Zulip Chat Archive
Stream: maths
Topic: Product of nonmeasurable sets
Yury G. Kudryashov (Oct 07 2023 at 03:35):
Is it true that with some reasonable typeclass assumptions we have ν t ≠ 0 → NullMeasurableSet (s ×ˢ t) (μ.prod ν) → NullMeasurableSet s μ? What are these assumptions? How do I prove this? I tried to google but found incorrect proofs only.
Antoine Chambert-Loir (Oct 07 2023 at 10:46):
I would guess that it follows from Fubini, with a “locally null measurable” variant if the measures do not satisfy Fubini.
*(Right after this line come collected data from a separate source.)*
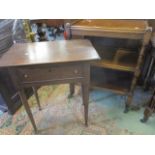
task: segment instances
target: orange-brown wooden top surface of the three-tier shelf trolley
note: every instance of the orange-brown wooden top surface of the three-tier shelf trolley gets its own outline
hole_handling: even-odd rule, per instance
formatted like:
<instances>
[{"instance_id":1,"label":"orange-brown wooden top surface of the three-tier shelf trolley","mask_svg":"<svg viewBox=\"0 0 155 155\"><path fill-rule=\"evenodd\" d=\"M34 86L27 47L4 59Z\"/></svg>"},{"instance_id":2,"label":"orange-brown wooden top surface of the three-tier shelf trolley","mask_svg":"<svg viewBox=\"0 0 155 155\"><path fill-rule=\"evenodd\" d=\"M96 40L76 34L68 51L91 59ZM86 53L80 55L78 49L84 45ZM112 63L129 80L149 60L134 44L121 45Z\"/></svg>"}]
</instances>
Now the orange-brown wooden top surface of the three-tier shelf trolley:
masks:
<instances>
[{"instance_id":1,"label":"orange-brown wooden top surface of the three-tier shelf trolley","mask_svg":"<svg viewBox=\"0 0 155 155\"><path fill-rule=\"evenodd\" d=\"M104 31L133 33L144 33L148 27L146 20L83 19L71 24L72 29L102 29Z\"/></svg>"}]
</instances>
Yury G. Kudryashov (Oct 07 2023 at 12:42):
How?
Felix Weilacher (Oct 08 2023 at 04:07):
Does this work?
Let A and B be measurable such that the product measure of B \ A is 0 and A \subset s x t \subset B. If Tonelli holds, then since t has positive measure, there is some y \in t such that B^y \ A^y has mu-measure 0. But A^y \subset s \subset B^y.
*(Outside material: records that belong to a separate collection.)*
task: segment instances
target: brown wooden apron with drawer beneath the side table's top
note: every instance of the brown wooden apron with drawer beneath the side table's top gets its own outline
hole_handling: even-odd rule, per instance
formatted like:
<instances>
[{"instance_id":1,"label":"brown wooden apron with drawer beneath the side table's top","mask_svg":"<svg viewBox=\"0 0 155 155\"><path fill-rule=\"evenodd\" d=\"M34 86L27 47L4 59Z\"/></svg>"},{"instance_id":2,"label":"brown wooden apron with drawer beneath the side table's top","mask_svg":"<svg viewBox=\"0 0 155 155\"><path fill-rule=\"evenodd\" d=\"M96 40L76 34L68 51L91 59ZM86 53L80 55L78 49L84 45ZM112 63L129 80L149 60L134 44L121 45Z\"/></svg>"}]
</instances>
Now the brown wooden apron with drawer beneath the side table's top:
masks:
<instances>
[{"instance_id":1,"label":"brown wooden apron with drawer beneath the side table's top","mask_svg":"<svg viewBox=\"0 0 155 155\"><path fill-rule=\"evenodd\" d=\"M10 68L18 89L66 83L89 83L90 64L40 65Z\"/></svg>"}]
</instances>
Felix Weilacher (Oct 08 2023 at 04:09):
By C^y for C a subset of the plane, I mean {x | (x,y) \in C}
Felix Weilacher (Oct 08 2023 at 04:15):
Also, if t is simply non measurable rather than having positive measure, this still works. If a measurable function is positive on some non-null set, it is positive on some measurable set of positive measure
Yury G. Kudryashov (Oct 08 2023 at 18:36):
I'll try to formalize this now.
Yury G. Kudryashov (Oct 08 2023 at 23:50):
Thanks! #7578
Last updated: Dec 20 2023 at 11:08 UTC